We found that parity, which is not included in the FRAX algorithm, was a significant predictor of the risk of major OP fracture, independent of BMD and of the other CRFs. This risk factor may be more specific of early post-menopausal women than of older women. Hence, we assessed whether adding parity to FRAX would improve the ability to identify young postmenopausal women at high risk of fracture. We found that the new score combining parity and FRAX did not significantly improve the sensitivity of FRAX, and did not have a better discriminant value than hip BMD alone. Even a score based on the best predictive equation in our population (best fit of our data) was not significantly more discriminant than hip BMD alone.

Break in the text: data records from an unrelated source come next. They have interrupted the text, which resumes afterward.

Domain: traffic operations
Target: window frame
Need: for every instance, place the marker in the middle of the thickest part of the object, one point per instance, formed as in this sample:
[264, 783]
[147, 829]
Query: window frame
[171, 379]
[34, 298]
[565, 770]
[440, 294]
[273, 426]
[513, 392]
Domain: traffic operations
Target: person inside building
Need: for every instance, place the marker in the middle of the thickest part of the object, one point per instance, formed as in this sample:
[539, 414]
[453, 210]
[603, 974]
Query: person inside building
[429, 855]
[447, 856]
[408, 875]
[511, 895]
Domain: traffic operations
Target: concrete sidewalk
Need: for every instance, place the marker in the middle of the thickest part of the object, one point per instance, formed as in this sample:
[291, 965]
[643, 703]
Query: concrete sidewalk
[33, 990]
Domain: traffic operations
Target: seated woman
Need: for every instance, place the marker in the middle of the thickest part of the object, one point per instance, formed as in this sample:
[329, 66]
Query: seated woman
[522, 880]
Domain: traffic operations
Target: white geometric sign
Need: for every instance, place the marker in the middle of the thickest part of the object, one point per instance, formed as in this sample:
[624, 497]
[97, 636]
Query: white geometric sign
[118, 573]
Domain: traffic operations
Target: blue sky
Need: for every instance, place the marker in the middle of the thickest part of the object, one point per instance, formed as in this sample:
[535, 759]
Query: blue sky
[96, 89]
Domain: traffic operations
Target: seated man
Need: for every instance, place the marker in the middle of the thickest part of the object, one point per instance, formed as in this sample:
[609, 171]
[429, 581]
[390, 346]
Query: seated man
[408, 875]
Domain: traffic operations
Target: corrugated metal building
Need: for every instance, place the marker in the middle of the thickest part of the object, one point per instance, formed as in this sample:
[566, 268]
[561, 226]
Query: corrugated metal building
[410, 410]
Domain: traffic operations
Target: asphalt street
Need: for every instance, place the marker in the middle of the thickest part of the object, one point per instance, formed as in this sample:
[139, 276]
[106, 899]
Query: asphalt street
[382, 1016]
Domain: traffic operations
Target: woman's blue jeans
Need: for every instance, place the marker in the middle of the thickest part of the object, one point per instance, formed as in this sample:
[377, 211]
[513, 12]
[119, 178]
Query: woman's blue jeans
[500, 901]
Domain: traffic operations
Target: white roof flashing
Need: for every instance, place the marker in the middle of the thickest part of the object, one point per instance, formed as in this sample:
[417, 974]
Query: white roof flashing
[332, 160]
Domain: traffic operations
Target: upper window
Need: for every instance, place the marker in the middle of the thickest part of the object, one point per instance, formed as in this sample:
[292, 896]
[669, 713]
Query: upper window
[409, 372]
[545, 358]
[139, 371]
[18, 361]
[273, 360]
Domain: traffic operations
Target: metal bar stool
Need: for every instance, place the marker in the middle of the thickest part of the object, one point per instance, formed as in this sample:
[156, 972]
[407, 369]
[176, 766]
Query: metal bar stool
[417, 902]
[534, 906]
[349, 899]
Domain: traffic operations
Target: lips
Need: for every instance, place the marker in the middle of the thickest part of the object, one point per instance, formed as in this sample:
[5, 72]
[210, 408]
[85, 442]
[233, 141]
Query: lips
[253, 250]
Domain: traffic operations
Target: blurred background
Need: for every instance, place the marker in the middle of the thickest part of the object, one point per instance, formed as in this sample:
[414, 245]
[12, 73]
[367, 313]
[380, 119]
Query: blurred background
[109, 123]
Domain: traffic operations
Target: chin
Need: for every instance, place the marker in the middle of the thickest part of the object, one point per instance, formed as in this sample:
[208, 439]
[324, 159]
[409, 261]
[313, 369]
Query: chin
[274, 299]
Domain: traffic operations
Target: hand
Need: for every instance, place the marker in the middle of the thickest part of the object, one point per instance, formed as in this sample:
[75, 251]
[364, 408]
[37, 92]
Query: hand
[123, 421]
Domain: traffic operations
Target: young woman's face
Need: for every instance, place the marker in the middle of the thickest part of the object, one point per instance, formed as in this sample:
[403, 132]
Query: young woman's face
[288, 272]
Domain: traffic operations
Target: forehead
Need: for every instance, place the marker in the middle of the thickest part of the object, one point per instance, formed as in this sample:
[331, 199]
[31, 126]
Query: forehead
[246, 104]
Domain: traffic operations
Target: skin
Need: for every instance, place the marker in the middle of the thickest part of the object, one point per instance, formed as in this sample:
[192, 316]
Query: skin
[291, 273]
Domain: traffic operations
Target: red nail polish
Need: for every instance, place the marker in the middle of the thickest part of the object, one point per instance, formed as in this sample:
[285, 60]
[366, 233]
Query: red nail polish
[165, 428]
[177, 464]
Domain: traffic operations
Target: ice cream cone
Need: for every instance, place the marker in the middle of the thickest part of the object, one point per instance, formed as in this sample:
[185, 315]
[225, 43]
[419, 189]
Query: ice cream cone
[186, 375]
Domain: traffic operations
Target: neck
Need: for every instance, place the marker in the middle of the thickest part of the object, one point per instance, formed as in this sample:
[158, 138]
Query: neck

Our study has several strengths and limitations. An extensive amount of data were collected for each woman at the baseline and follow-up visits, including the use of osteoporosis medications and PHT throughout the follow-up, which allowed to examine a large set of potential CRFs for fracture. All incident fractures were confirmed through either medical records or X-ray radiographs and we have been very careful to record the circumstances of each fracture through medical personal interview. A large number of participants (almost 60%) used PHT at some point of the study and about 36% were still current users by the end of the follow-up. Such a high frequency of PHT was very common in the French population before the publication of the WHI results, whatever the underlying reasons, mainly to resume climacteric symptoms but also to prevent osteoporosis. However, we have rerun the analysis after exclusion of women who took PHT at some point over the course of the study. We found the same set of CRFs for fracture, and the discriminative value of FRAX and of hip BMD remained unchanged. Women included in the MENOS cohort were all referred to our center by their personal physician for a “menopause check-up”. Reasons for referral are not known but may include a higher risk of osteoporosis. Accordingly, the prevalence of a T-score < −2.5 was slightly higher than expected for this age range which could suggest a selection bias and could thus not permit to generalize our results to the general population. Nevertheless, they may broadly apply to women likely to seek medical care and advice at the time of menopause or in the few years after.

In conclusion, only a limited number of CRFs were found associated with the risk of major OP fracture in this population of early postmenopausal women. Combining CRFs and BMD did not significantly improve prediction of fracture over BMD alone, and sensitivity remained low under most reasonable assumptions that avoid unnecessary treatment.